The liquid fuels currently in use are toxic and unstable which is why they are loaded right prior to takeoff. As more and more volatile fuels are used, the specific impulse of the rocket goes up increasing its payload capacity but at the cost of safety and reliability. Therefore, there is an active need to research into more powerful yet stable fuels.
Materials
Materials is another key area where a lot of R&D needs to take place as we advance into an age of space faring. Traditionally, a spacecraft is subjected to high loads and extreme environments. Although the duration of most launches is short (typically under an hour), the rocket accelerates from a static position to velocities in excess of 8 km/s, placing tremendous strains on the structure.
The aerodynamic loads coupled with the combustion process generates vibration loads that are high enough to rip apart fastened components.
Some of the key design considerations for selecting materials for spacecraft include: High strength and stiffness, low coefficient of thermal expansion, ability to sustain thermal shock and retain properties across large temperature gradients.
A quick search of materials would reveal how small the pool of usable space materials is and to top it off how long it takes to test, procure and manufacture components out of those said materials.
Nickel based alloys (areas with high temperatures), high strength steel alloys (maraging steels, 300M, 4340), Titanium and Aluminum alloys along with composite materials are typically the materials of choice.
Cost
Finally, the cost aspect of space development is often lost among dreamers like us – it is incredibly expensive to send something into space. The payload fraction for today’s best rockets is less than 5%. Coupled with the fact that each launch requires expensive single use components, current modes of space travel is highly inefficient.
The high costs have prompted companies such as SpaceX to experiment with reusable stages and gliding shuttles.
Furthermore, there is the cost of quality and reliability factored into each component. A simple o-ring (seal) which typically costs less than a dollar for everyday applications can cost 50 times more when employed in spacecraft.

what have we learned?
Science and engineering is challenging however at the same time it can be extremely rewarding. Often it takes years of work before the full potential of upcoming technologies can be fully realized.
Although we have come a long way from employing rockets from a tool of war to a vehicle for enablement and exploration, there are several challenges that are still needed to be overcome before full-fledged space exploration involving humans can take place. Advances in life support systems, deep space communication network, structures, materials and propulsion technologies are some of the major areas of research.

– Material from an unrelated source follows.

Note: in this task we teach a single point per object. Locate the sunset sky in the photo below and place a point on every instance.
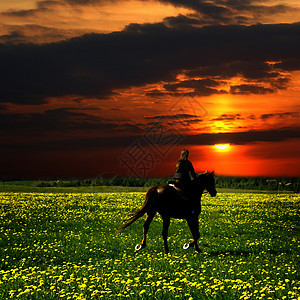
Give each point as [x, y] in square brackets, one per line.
[93, 88]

Fortunately, co-operation between national agencies, academia and the private sector is currently driving R&D into next generational technologies while at the same time efforts are being made to reduce the cost of space exploration.
Today’s baby steps follow in the footsteps of explorers such as Marco Polo, Ferdinand Magellan and Christopher Columbus who embarked on venturing the unknown one step at a time. As Neil Armstrong, said, “That’s one small step for man, one giant leap for mankind”, each and every rocket we build, satellite that we launch, technological advance that we make brings us closer towards the goal of undertaking long endurance space missions.